7. The method of claim 1, which comprises designing a chemically stable compound that resembles (a) the molecular electrostatic potential at the van der Walls surface computed from the molecular wave function of the transition state of OPRT and (b) the geometric atomic volume of the OPRT transition state.

8. The method of claim 1, wherein the compound comprises a moiety resembling the molecular electrostatic potential surface of the ribosyl group at the transition state.

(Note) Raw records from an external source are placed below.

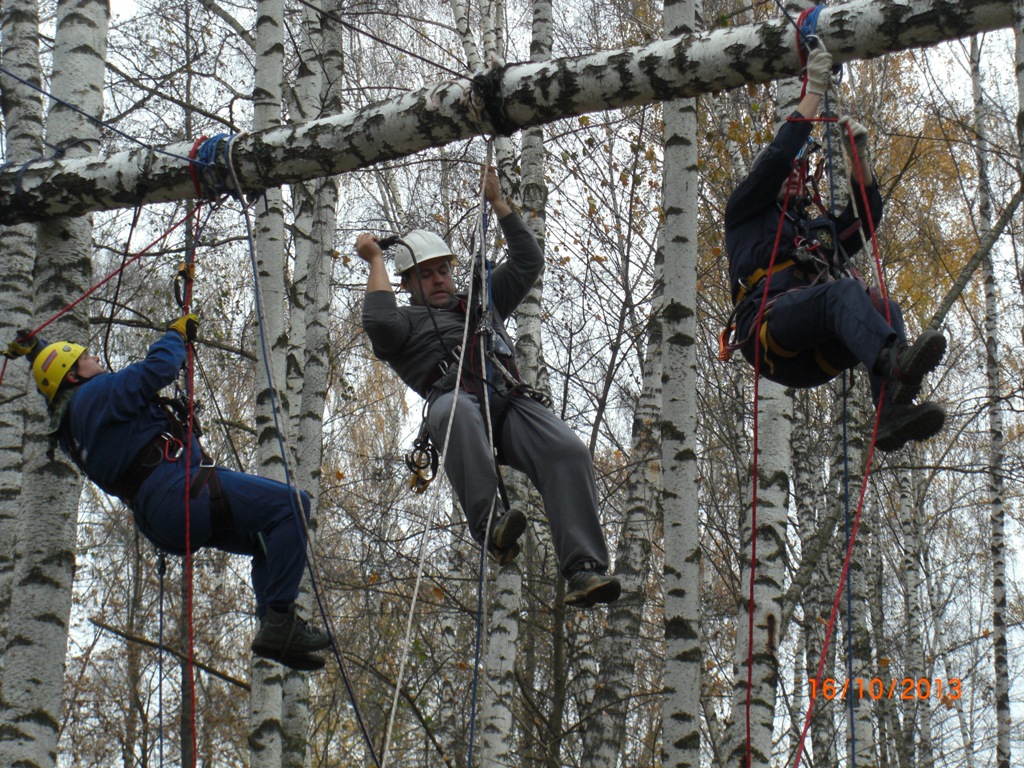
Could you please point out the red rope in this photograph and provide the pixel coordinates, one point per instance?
(754, 503)
(189, 591)
(870, 452)
(855, 161)
(104, 281)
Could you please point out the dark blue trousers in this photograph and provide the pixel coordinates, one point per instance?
(264, 525)
(817, 332)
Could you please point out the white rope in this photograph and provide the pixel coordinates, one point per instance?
(421, 567)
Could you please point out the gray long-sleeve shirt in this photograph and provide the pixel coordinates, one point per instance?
(407, 338)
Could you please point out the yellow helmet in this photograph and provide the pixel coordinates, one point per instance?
(52, 364)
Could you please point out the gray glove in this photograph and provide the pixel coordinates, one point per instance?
(818, 71)
(849, 127)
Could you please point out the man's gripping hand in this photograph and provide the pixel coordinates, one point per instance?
(851, 128)
(24, 343)
(818, 71)
(187, 326)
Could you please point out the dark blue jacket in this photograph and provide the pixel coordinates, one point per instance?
(753, 213)
(113, 416)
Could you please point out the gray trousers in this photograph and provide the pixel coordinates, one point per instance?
(536, 441)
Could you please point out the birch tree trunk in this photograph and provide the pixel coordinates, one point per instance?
(763, 559)
(267, 747)
(861, 742)
(681, 721)
(23, 118)
(44, 564)
(994, 469)
(530, 94)
(605, 739)
(818, 506)
(314, 224)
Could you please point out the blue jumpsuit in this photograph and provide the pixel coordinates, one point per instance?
(113, 417)
(818, 329)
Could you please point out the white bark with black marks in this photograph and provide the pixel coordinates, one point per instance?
(532, 94)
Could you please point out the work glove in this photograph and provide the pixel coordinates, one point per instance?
(187, 326)
(23, 344)
(850, 127)
(818, 71)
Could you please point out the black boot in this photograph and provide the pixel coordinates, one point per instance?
(901, 424)
(284, 637)
(903, 367)
(588, 587)
(505, 537)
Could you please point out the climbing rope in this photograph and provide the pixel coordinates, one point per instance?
(311, 561)
(421, 566)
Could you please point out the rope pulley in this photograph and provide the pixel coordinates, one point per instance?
(421, 459)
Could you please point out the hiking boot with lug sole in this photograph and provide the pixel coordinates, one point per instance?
(587, 588)
(908, 365)
(505, 538)
(283, 635)
(901, 424)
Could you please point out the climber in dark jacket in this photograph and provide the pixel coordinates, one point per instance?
(131, 443)
(818, 321)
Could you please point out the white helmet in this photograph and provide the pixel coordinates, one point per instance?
(417, 247)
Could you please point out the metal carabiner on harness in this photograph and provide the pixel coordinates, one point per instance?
(169, 440)
(421, 458)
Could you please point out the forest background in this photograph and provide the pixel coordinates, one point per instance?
(933, 595)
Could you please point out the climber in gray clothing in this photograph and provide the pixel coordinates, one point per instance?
(422, 342)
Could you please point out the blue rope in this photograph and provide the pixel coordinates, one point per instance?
(846, 462)
(810, 25)
(297, 513)
(485, 267)
(162, 569)
(214, 183)
(91, 118)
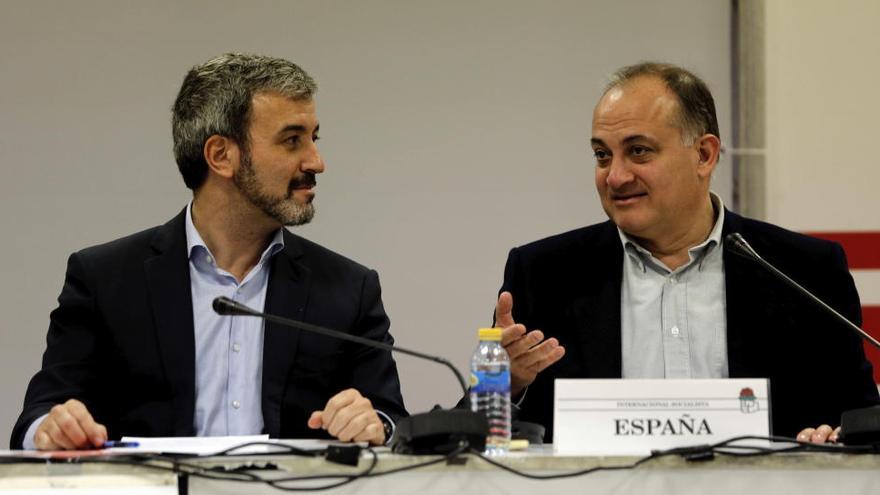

9. The method of claim 1, which further comprises analyzing the compound for its ability to inhibit OPRT.

10. A method of inhibiting orotate phosphoribosyltransferase (OPRT) comprising designing a transition state inhibitor of OPRT by the method of claim 1 and then contacting the OPRT with the inhibitor.

11. The method of claim 10, wherein the OPRT is in a parasite or in a human cell.

12. The method of claim 11, wherein the human cell is a cancer cell.

13. The method of claim 11, wherein the human cell is in a subject suffering from an autoimmune disease.

14. The method of claim 11, wherein the parasite is a protozoan parasite of the genus Plasmodium.

15. The method of claim 14, wherein the parasite is Plasmodium falciparum, Plasmodium vivax, Plasmodium ovale or Plasmodium malariae.